The Department will continue to promote and encourage COVID-19 vaccination for all service members. Vaccination enhances operational readiness and protects the force. ... [Commanders retain] the ability to consider, as appropriate, the individual immunization status of personnel in making deployment, assignment, and other operational decisions, including when vaccination is required for travel to, or entry into, a foreign nation.

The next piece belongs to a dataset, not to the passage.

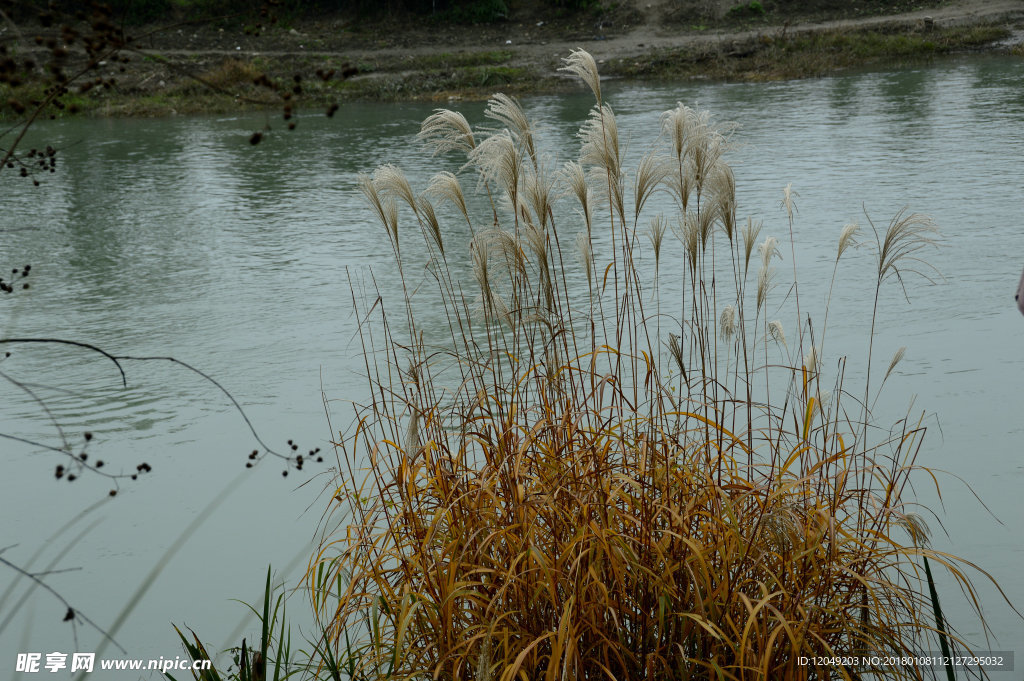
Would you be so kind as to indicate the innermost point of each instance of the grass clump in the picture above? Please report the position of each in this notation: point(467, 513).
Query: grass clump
point(608, 462)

More than 8,000 left the military

The controversial issue of mandatory vaccination resulted in the resignation of more than 8,400 uniformed personnel for refusing to obey the legal order to receive the guideline. According to data compiled by the military in December 2022, the Marine Corps leads in resignations with 3,717. In the Navy, 2,041 people left their duties. There were 1,841 resignations from the Army and 834 from the Air Force.

Many other officers sought religious and medical exemptions. The new memo puts an end to those exemption requests. In addition, it says that those who requested or were denied the request will be able to update their records and the letters of reprimand will be removed. That is, anyone who has been discharged may apply to their respective military service for a change in the characterization of their discharge in their personnel records.

However, it is unclear whether the military, which is facing recruiting challenges, will be able to allow those members to return to service, as they must still meet all necessary fitness and other requirements. Republicans have promised to address the issue of reinstatement of discharged troops with back pay in 2023.